We further investigated whether that two SNPs (rs2227983 and rs1050171) are associated with brain tissue gene expression using eQTL calculators in the GTEx database (https://gtexportal.org/home/testyourown) 42. We found that the two variants were associated with gene expression in some brain tissues. This information is shown in Supplementary Table S5. However, no information was found regarding sQTLs.

Recently, advances in gene expression analysis, such as molecular profiling, have provided more predictive information than WHO classification of glioma43. Mutations in IDH1 and IDH2 have been frequently observed in astrocytoma and oligodendroglioma patients44. The 1p/19q codeletion is most common among oligodendroglioma patients and is used as a prognostic biomarker43,45,46. Oligodendroglioma patients also have both IDH mutations and 1p/19q codeletion in almost all cases, as shown in Table 1. In particular, rs2227983 and rs1050171 have a more significant association with IDH-wildtype subgroups than IDH-mutant subgroups. A previous study showed that primary GBM patients typically exhibit IDH-wildtype properties, obtained similar to the results in this study47 (shown in Table 1). These findings suggest that the risk of GBM is associated with belonging to IDH-wildtype subgroups. Additionally, the ORs of rs1050171 were higher than those of rs2227983 in almost all glioma subgroups except the WHO Grade III groups, as shown in Fig. 2. Because of limitations in statistical power, such as the low MAFs in 6 SNPs (MAF < 0.1) and small sample sizes, especially, in glioma subgroups analyses, interpretation of this study’s results requires caution. In this study, we used PCs matched for age and sex with insufficient clinical information, such as susceptibility to glioma, for detailed inclusion and exclusion criteria. Despite the use of these PCs, considering the difficulty of collecting large numbers of controls, this study can be considered as an alternative method to identify the genetic effects on gliomas48. Therefore, to determine the genetic effect of rs2227983 and rs1050171 on gliomas in a Korean population, subsequent clinical studies, such as mRNA and protein analyses, will be essential. In addition, although stepwise and conditional logistic analysis indicated two independent associations, it is not possible to know which SNP(s) are causal, because the causal variant(s) may be SNP(s) in LD with these SNPs. Further evidence from functional studies is needed to more confidently identify causal SNPs.

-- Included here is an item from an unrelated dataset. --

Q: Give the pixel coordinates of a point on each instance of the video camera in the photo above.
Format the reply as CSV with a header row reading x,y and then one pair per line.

The purpose of this study was to investigate the genetic association between SNPs in EGFR and the risk of glioma in a Korean population. This study provided the first evidence that potentially functional polymorphisms in the EGFR gene, especially rs2227983 (K521R) and rs1050171 (Q787Q), may contribute to glioma susceptibility in the Korean population. Furthermore, it is essential for researchers in different populations to perform association studies of EGFR variants with glioma samples isolated from local population, as glioma-associated genetic variants may vary by ethnicity. This study will be useful for understanding and predicting the effect of SNPs on glioma susceptibility in Korean populations.